Thangjom conceded that even before the era of Shavei, when the B’nei Menashe’s Aliyah had been administered by Rabbi Aliyahu Avichayil and his organization Amishav, it had been in non-governmental hands. “Still,” he observed, “there’s a a great difference. In Rabbi Avichayil’s time, there was a B’nei Menashe Council, which he consulted in drawing up Aliyah lists. The members of the BMC were democratically elected by a popular vote and served a set term. They performed their function well, if not perfectly, until 2003. There was a degree of transparency and accountability that ceased with Shavei’s taking over.”


Thangjom was asked what proof Degel Menashe had of the discriminatory Aliyah practices it accuses Shavei of following. He replied: “This discrimination started in 2003, when Shavei split the B’nei Menashe community,

which had until then prayed according to the Ashkenazi liturgy, by introducing the Sephardi one and blacklisting whoever did not adhere to it. Large numbers of people were affected. Whole congregations, like Petach Tikva in Buolzawl near Churachandpur, were kept off the Aliyah lists. No one has made Aliyah from Petach Tikva since 2002.


“When Degel Menache began its Covid-19 emergency food distribution program last spring,” Thangjom went on, “we discovered B’nei Menashe congregations, such as that of the village of Phalbung, which had been so thoroughly shunned by Shavei that hardly anyone knew of their existence. Numerous individuals have been denied consideration for Aliyah because they dared voice criticism of Shavei, or because they have not followed Shavei’s instructions on how and where to lead their lives.”


Shavei Israel’s monopoly, Thangjom said, made things easy for Israel’s government, which was why it has continued for so many years. “Shavei has worked closely with the Rabbinate,” he explained. “It gives the Rabbinate lists of B’nei Menashe olim whose Jewish observance and commitment it vouches for, and the Rabbinate trusts Shavei and approves these lists with no means of independently reviewing them. If B’nei Menashe were to bypass Shavei in coming to Israel, some other mechanism would have to be found. I’m sure that it could be.”


In his editorial, Thangjom speaks of “being in contact with official bodies” regarding the issue of B’nei Menashe Aliyah. Could he, our Newsletter inquired, tell us what these bodies were?

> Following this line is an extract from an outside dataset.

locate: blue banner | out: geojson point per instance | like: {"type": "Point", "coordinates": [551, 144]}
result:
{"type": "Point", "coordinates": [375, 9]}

“I’m afraid it’s too early for that,” he answered. “These contacts are preliminary and we have no assurance that they will prove successful. We don’t want to arouse false expectations. We’re trying to change an entrenched bureaucratic process, and bureaucratic processes are notoriously difficult to change. But we do have justice and fairness on our side, and our hope is that they will prevail.”